The SAGE Handbook of Online Research Methods
Contributor biography
Ayelet Baram-Tsabari (PhD, Weizmann Institute of Science) heads the Science Communication research group at the Faculty of Education in Science and Technology at the Technion – Israel Institute of Technology. Prof. Baram-Tsabari is a member of the Learning in a Networked Society (LINKS) of the Israeli Center for Research Excellence (I-CORE). She is a member of the PCST Network’s scientific committee and of the Israel Young Academy, and chairs the research committee at the national council of the Second Authority for Television and Radio. Her research interests include online public engagement with science, and science communication training for scientists.

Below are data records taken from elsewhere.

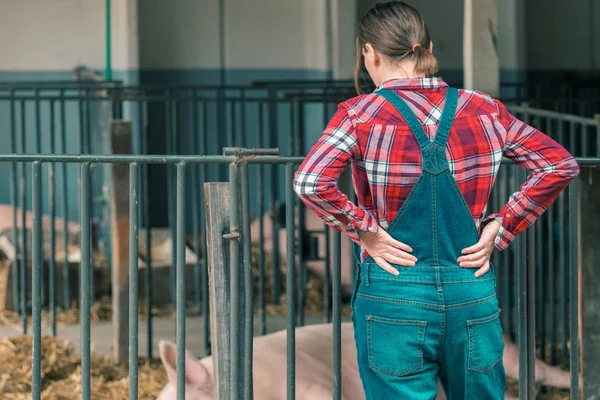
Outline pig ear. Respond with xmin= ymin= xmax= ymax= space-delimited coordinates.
xmin=158 ymin=340 xmax=211 ymax=388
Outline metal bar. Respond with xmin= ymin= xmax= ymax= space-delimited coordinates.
xmin=143 ymin=165 xmax=154 ymax=358
xmin=530 ymin=211 xmax=548 ymax=360
xmin=175 ymin=163 xmax=186 ymax=400
xmin=32 ymin=90 xmax=45 ymax=310
xmin=568 ymin=179 xmax=580 ymax=399
xmin=31 ymin=162 xmax=43 ymax=400
xmin=240 ymin=163 xmax=254 ymax=400
xmin=557 ymin=194 xmax=568 ymax=366
xmin=498 ymin=172 xmax=512 ymax=335
xmin=59 ymin=89 xmax=71 ymax=310
xmin=323 ymin=224 xmax=331 ymax=323
xmin=268 ymin=90 xmax=281 ymax=305
xmin=190 ymin=97 xmax=203 ymax=311
xmin=513 ymin=227 xmax=531 ymax=400
xmin=542 ymin=202 xmax=556 ymax=365
xmin=167 ymin=101 xmax=179 ymax=308
xmin=285 ymin=165 xmax=296 ymax=400
xmin=0 ymin=154 xmax=600 ymax=166
xmin=294 ymin=202 xmax=308 ymax=326
xmin=240 ymin=89 xmax=248 ymax=147
xmin=165 ymin=90 xmax=176 ymax=308
xmin=257 ymin=103 xmax=267 ymax=335
xmin=229 ymin=163 xmax=242 ymax=400
xmin=129 ymin=163 xmax=140 ymax=400
xmin=48 ymin=101 xmax=57 ymax=336
xmin=10 ymin=90 xmax=21 ymax=311
xmin=521 ymin=212 xmax=536 ymax=399
xmin=79 ymin=163 xmax=91 ymax=400
xmin=19 ymin=101 xmax=27 ymax=335
xmin=569 ymin=121 xmax=577 ymax=154
xmin=331 ymin=231 xmax=342 ymax=400
xmin=227 ymin=101 xmax=236 ymax=147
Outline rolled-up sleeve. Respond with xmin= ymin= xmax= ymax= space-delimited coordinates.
xmin=482 ymin=101 xmax=579 ymax=250
xmin=294 ymin=103 xmax=379 ymax=243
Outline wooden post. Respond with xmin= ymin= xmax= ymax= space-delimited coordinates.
xmin=204 ymin=182 xmax=231 ymax=400
xmin=579 ymin=167 xmax=600 ymax=399
xmin=462 ymin=0 xmax=500 ymax=97
xmin=110 ymin=121 xmax=137 ymax=363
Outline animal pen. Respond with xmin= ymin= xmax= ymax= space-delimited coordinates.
xmin=0 ymin=81 xmax=600 ymax=400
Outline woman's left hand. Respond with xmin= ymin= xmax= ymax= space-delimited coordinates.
xmin=458 ymin=219 xmax=501 ymax=278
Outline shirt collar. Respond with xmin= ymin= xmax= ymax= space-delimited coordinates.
xmin=377 ymin=76 xmax=448 ymax=90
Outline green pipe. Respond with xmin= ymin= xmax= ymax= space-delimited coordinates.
xmin=104 ymin=0 xmax=112 ymax=81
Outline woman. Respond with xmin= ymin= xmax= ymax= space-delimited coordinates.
xmin=294 ymin=2 xmax=579 ymax=400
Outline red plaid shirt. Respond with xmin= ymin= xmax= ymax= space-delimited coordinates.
xmin=294 ymin=78 xmax=579 ymax=255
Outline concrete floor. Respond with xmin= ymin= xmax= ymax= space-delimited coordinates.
xmin=0 ymin=317 xmax=349 ymax=357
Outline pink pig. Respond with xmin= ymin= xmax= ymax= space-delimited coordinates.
xmin=157 ymin=322 xmax=570 ymax=400
xmin=157 ymin=323 xmax=364 ymax=400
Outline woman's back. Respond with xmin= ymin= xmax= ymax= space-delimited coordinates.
xmin=295 ymin=78 xmax=578 ymax=255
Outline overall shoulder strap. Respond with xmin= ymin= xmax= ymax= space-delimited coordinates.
xmin=376 ymin=87 xmax=458 ymax=148
xmin=375 ymin=89 xmax=431 ymax=148
xmin=434 ymin=87 xmax=458 ymax=148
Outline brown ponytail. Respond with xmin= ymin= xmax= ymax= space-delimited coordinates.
xmin=354 ymin=1 xmax=438 ymax=94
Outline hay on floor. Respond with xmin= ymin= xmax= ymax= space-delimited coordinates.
xmin=0 ymin=336 xmax=167 ymax=400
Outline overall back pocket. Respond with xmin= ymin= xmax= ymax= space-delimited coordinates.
xmin=366 ymin=315 xmax=427 ymax=376
xmin=467 ymin=311 xmax=504 ymax=373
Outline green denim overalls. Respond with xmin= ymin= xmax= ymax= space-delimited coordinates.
xmin=351 ymin=88 xmax=506 ymax=400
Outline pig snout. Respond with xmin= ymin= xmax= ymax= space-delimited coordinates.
xmin=157 ymin=340 xmax=215 ymax=400
xmin=502 ymin=335 xmax=571 ymax=389
xmin=250 ymin=211 xmax=355 ymax=295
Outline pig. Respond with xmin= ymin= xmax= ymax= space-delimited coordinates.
xmin=157 ymin=323 xmax=364 ymax=400
xmin=250 ymin=211 xmax=355 ymax=297
xmin=157 ymin=322 xmax=570 ymax=400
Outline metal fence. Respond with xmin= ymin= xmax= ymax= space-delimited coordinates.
xmin=0 ymin=149 xmax=600 ymax=399
xmin=0 ymin=82 xmax=600 ymax=393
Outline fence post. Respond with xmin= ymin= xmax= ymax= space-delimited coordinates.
xmin=204 ymin=182 xmax=231 ymax=400
xmin=110 ymin=121 xmax=137 ymax=363
xmin=594 ymin=114 xmax=600 ymax=157
xmin=571 ymin=168 xmax=600 ymax=399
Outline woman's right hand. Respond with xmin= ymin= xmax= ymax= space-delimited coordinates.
xmin=359 ymin=229 xmax=417 ymax=275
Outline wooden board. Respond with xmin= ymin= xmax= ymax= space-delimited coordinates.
xmin=204 ymin=182 xmax=231 ymax=400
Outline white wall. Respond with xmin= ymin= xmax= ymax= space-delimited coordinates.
xmin=527 ymin=0 xmax=600 ymax=70
xmin=0 ymin=0 xmax=137 ymax=71
xmin=139 ymin=0 xmax=325 ymax=69
xmin=498 ymin=0 xmax=527 ymax=70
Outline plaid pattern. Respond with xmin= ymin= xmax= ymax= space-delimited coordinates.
xmin=294 ymin=78 xmax=579 ymax=250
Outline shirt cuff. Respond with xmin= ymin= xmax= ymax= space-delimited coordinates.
xmin=479 ymin=213 xmax=501 ymax=234
xmin=346 ymin=211 xmax=379 ymax=237
xmin=494 ymin=226 xmax=515 ymax=251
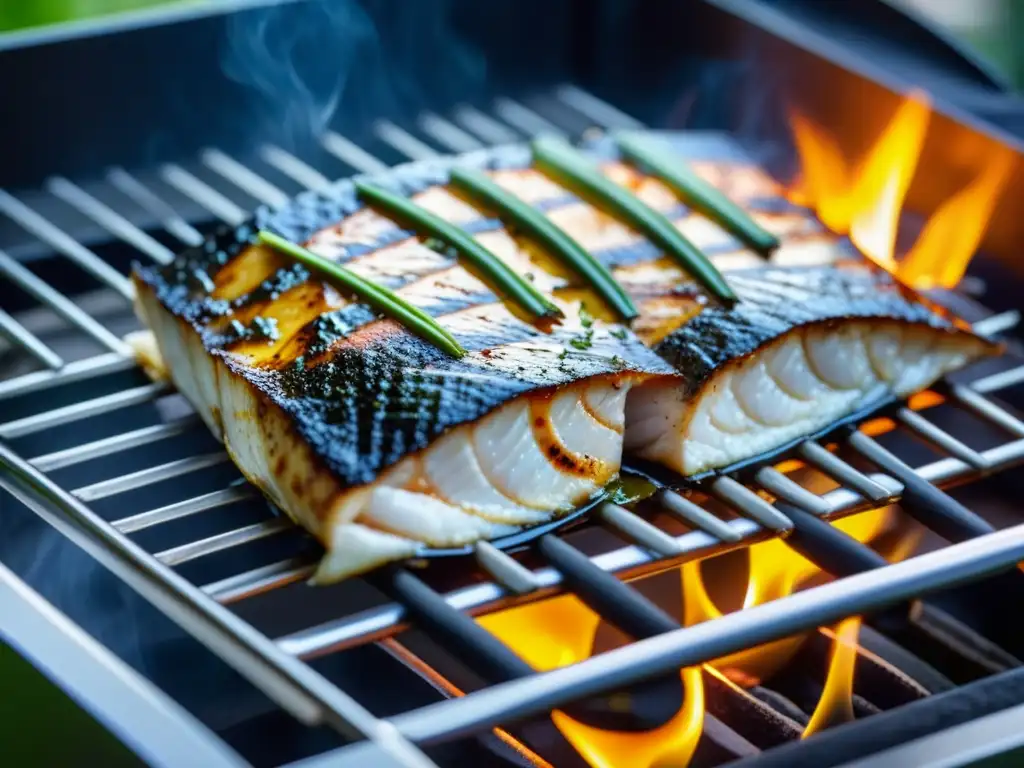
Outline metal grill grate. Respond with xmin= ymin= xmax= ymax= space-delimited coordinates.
xmin=0 ymin=86 xmax=1024 ymax=765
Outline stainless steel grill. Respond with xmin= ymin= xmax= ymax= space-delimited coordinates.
xmin=0 ymin=85 xmax=1024 ymax=766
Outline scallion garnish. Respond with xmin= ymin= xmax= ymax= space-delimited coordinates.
xmin=452 ymin=167 xmax=639 ymax=319
xmin=256 ymin=229 xmax=466 ymax=357
xmin=355 ymin=180 xmax=562 ymax=317
xmin=615 ymin=133 xmax=778 ymax=256
xmin=532 ymin=136 xmax=736 ymax=303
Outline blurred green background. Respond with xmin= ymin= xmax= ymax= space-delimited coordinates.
xmin=0 ymin=0 xmax=1024 ymax=88
xmin=0 ymin=0 xmax=193 ymax=32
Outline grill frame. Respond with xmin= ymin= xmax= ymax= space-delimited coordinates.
xmin=0 ymin=3 xmax=1024 ymax=765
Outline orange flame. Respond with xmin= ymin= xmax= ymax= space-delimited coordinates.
xmin=477 ymin=495 xmax=918 ymax=768
xmin=802 ymin=616 xmax=860 ymax=738
xmin=791 ymin=92 xmax=1016 ymax=289
xmin=478 ymin=595 xmax=705 ymax=768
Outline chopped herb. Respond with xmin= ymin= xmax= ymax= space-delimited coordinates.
xmin=258 ymin=229 xmax=466 ymax=357
xmin=531 ymin=136 xmax=737 ymax=304
xmin=580 ymin=301 xmax=594 ymax=328
xmin=452 ymin=167 xmax=637 ymax=321
xmin=615 ymin=133 xmax=779 ymax=256
xmin=355 ymin=179 xmax=562 ymax=317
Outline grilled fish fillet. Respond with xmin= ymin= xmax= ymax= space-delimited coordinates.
xmin=626 ymin=264 xmax=998 ymax=476
xmin=134 ymin=140 xmax=985 ymax=583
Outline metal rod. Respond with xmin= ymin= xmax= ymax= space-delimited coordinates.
xmin=654 ymin=489 xmax=738 ymax=542
xmin=391 ymin=525 xmax=1024 ymax=743
xmin=416 ymin=112 xmax=483 ymax=152
xmin=754 ymin=467 xmax=831 ymax=515
xmin=0 ymin=352 xmax=135 ymax=400
xmin=0 ymin=309 xmax=63 ymax=371
xmin=0 ymin=443 xmax=429 ymax=765
xmin=202 ymin=557 xmax=316 ymax=605
xmin=0 ymin=382 xmax=170 ymax=440
xmin=799 ymin=440 xmax=892 ymax=504
xmin=29 ymin=414 xmax=202 ymax=472
xmin=495 ymin=98 xmax=565 ymax=136
xmin=278 ymin=514 xmax=765 ymax=657
xmin=154 ymin=517 xmax=295 ymax=565
xmin=321 ymin=131 xmax=389 ymax=173
xmin=540 ymin=536 xmax=679 ymax=638
xmin=46 ymin=176 xmax=174 ymax=264
xmin=0 ymin=251 xmax=131 ymax=356
xmin=711 ymin=475 xmax=790 ymax=531
xmin=897 ymin=408 xmax=987 ymax=469
xmin=0 ymin=189 xmax=134 ymax=300
xmin=848 ymin=432 xmax=993 ymax=542
xmin=259 ymin=144 xmax=331 ymax=191
xmin=106 ymin=168 xmax=203 ymax=246
xmin=555 ymin=84 xmax=646 ymax=130
xmin=382 ymin=568 xmax=534 ymax=682
xmin=597 ymin=503 xmax=680 ymax=557
xmin=112 ymin=485 xmax=256 ymax=534
xmin=473 ymin=542 xmax=540 ymax=595
xmin=453 ymin=104 xmax=519 ymax=144
xmin=949 ymin=384 xmax=1024 ymax=437
xmin=374 ymin=120 xmax=438 ymax=160
xmin=779 ymin=503 xmax=889 ymax=578
xmin=160 ymin=164 xmax=248 ymax=226
xmin=200 ymin=148 xmax=289 ymax=208
xmin=71 ymin=451 xmax=227 ymax=501
xmin=968 ymin=366 xmax=1024 ymax=394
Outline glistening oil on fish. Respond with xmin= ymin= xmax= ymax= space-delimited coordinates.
xmin=134 ymin=137 xmax=995 ymax=583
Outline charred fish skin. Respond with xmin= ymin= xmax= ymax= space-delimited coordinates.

Elad Segev (PhD, Keele University) is a Senior Lecturer in Digital Media and Communications at the Department of Communication, Tel Aviv University. He is the author of Google and the Digital Divide (Chandos, 2010), and International News Flow Online (Peter Lang, 2016). His research interests include web mining, network analysis, international news, Americanization and globalization, cultural diversity, digital divide, information search, and new applications and methodologies in social science and communication. His studies are published among others in the Journal of Computer-Mediated Communication, Public Understanding of Science, Journalism, Political Communication, and the Journal of the Association for Information Science and Technology.
Aviv J. Sharon is a PhD student at the Faculty of Education in Technology and Science at the Technion – Israel Institute of Technology. Aviv completed his MSc in Life Sciences at the Weizmann Institute of Science and his undergraduate studies in Biology and Science Education (with distinction) at the Technion. He has also taught biology and biotechnology at a public high school in Haifa, Israel. His research interests lie in the interface between science education and science communication. More specifically, his work examines expressions of science literacy in authentic online environments, especially in the context of controversial personal health decisions. His work has appeared in Public Understanding of Science and PLOS ONE.